Project Overview
I worked on debugging a puzzling issue where a fine-tuned NVIDIA GR00T N1.5 model was causing an SO-100 robotic arm to “twitch” instead of performing pick-and-place tasks. The robot would make tiny oscillating movements around the same position, with the gripper staying completely unresponsive.

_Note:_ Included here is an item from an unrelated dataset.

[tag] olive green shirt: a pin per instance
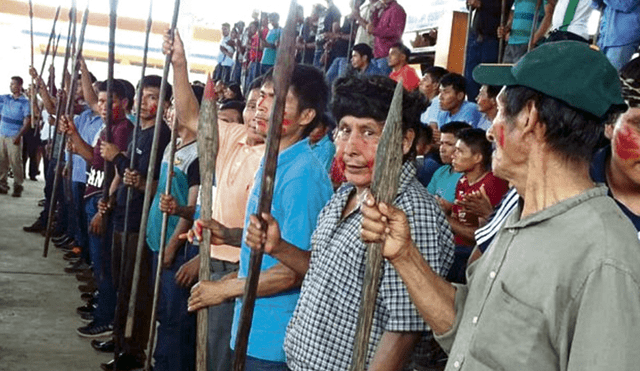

This project log documents the systematic debugging process that revealed the root cause: an undertrained model that needed significantly more training steps to learn the complete task sequence.
Hardware Setup
- Robot: SO-100 robotic arm (6 DOF: 5 arm joints + 1 gripper)
- Cameras: Dual camera system (scene + wrist) at 640x480, 30fps
- GPU: RTX 4080 Super with 16GB VRAM
- Dataset: 20 episodes of pick-and-place demonstrations
- Task: “Pick up the striped block and put it into the white plate”
The Problem: Robot Twitching
Initial Symptoms
When deploying the trained GR00T model:
- Robot connected successfully
- Model inference server running correctly
- Robot made tiny oscillating movements around the same position
- Robot was not executing the intended pick-and-place task
The model had been trained for 2000 steps and showed good loss convergence, but the physical deployment was completely unsuccessful.
Debugging Approach
Step 1: Enhanced Logging Implementation
Added comprehensive logging to both the inference server and robot client to understand what data was being exchanged.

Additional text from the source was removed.